Invalid file format - Encoding issue

Hey, I have created a jsonl dataset to fine tune a gpt-3.5-turbo-0613 model, but when I try to upload it, the upload fails.

{
    "success": true,
    "status": 200,
    "data": {
        "id": "file-CkosqemZyAqUVI7zrCHxD8XW",
        "filename": "training-dataset.jsonl",
        "size": 43189,
        "status": "error",
        "statusDetails": "Invalid file format. Example 1'utf-8' codec can't decode byte 0xe9 in position 11278: invalid continuation byte",
        "createdAt": "2023-09-30T16:30:04.000Z"
    }
}

I believe the issue is related with my encoding, but its a bit weird because I can view the dataset without any issue anywhere else. Potentially, the upload fails because I am using some latin characters, but I don’t want to remove them because I need them in the dataset.

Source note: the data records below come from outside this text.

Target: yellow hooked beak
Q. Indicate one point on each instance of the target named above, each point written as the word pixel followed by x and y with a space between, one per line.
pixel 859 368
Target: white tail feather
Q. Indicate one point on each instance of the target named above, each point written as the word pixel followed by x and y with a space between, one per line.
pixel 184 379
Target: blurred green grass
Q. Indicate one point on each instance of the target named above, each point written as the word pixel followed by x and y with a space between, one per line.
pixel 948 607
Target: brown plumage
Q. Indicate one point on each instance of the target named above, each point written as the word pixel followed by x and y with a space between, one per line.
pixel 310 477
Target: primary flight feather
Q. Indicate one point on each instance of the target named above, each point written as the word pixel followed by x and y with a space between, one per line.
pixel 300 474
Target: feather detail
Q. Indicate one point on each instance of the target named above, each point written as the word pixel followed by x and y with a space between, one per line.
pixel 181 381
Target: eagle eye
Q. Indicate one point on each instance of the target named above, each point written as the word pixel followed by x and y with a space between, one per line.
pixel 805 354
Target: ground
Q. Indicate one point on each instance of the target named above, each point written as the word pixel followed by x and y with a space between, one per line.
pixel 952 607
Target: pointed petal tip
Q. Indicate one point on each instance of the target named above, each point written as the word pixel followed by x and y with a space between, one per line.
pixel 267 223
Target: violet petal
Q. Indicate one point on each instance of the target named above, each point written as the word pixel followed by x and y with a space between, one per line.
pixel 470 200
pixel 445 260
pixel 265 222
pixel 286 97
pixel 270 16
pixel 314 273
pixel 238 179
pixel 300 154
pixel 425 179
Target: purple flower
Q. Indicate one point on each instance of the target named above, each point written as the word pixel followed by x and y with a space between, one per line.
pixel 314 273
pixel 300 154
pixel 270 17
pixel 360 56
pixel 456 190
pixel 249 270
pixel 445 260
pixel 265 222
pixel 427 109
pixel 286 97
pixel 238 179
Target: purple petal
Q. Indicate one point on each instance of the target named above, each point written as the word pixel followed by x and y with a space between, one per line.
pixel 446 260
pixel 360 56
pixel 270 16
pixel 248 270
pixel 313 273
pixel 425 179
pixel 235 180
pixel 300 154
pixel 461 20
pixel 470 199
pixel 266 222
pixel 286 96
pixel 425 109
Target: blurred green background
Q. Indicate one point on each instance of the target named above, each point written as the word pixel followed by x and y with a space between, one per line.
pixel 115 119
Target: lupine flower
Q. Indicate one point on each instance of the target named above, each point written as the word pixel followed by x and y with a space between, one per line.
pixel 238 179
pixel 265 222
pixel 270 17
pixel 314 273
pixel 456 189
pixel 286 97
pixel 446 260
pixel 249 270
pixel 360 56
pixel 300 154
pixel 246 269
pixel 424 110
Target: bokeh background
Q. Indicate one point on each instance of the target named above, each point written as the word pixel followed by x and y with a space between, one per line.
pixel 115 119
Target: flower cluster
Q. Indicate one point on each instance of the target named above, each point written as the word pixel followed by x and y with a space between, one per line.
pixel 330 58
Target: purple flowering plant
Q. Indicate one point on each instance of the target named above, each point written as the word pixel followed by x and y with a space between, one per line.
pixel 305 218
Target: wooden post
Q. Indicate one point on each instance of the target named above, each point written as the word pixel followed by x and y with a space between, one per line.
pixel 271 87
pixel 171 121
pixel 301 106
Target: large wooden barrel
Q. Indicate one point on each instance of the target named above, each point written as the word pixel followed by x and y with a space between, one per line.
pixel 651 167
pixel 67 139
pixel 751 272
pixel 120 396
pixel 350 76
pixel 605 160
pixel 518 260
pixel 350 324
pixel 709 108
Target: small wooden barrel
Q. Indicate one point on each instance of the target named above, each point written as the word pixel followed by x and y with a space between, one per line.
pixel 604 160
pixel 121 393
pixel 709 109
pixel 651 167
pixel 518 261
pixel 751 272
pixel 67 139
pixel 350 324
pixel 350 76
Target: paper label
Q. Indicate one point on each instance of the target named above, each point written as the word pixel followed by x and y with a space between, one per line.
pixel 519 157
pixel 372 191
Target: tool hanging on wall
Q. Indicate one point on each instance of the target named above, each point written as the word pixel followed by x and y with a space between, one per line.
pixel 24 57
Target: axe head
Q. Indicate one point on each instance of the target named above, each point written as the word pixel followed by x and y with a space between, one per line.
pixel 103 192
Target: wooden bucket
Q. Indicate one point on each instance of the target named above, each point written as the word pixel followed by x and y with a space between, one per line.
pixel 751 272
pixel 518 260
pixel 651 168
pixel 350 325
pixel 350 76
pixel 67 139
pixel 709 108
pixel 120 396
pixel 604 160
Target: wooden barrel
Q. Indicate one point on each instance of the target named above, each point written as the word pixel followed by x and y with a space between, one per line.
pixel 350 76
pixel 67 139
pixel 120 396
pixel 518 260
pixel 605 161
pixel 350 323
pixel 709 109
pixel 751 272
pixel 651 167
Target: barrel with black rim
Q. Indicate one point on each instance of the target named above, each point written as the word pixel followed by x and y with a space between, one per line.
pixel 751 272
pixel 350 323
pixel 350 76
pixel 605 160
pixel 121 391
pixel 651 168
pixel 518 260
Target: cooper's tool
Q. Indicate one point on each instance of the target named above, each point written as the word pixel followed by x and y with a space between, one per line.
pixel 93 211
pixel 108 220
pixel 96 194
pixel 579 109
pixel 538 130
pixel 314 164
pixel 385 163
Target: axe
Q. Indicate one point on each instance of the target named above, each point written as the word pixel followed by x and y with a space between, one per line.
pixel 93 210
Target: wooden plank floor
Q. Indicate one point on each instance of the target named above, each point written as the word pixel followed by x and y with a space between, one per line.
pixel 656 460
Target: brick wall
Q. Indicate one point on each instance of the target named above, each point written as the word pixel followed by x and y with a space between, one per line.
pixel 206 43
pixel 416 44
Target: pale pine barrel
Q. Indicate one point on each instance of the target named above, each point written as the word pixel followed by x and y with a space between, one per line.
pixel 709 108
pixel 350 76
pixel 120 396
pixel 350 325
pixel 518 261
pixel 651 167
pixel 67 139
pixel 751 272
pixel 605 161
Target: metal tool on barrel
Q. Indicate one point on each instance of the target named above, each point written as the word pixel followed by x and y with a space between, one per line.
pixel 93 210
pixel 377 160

Any suggestion how to bypass this issue?

Sure, don’t put control code bytes like 0xe9 in your training file that don’t map to characters? You can load into a code-friendly editor like notepad++ and find what is at the mentioned byte position.

okay, so the issue is related with character é (0xe9), but I don’t want to remove it from the training file. Words within the dataset with such characters play an important role for me.

Since utf-8 is the default encoding system for most files, I was expecting the openai endpoint to support it without any issue. Is there a plan to fix this issue? If not, are there any alternative encoding systems that I can try out?

a bit unusual.

You can use escape sequence for it

You can represent the glyph differently


unicode forum test of python output:

> >>> print("\u0065\u0301")
> é
> >>> print("\U00E9")
> é
> >>>

The first is “e” + “accent”.
They are a bit different, the last is indicated on by my spellcheck.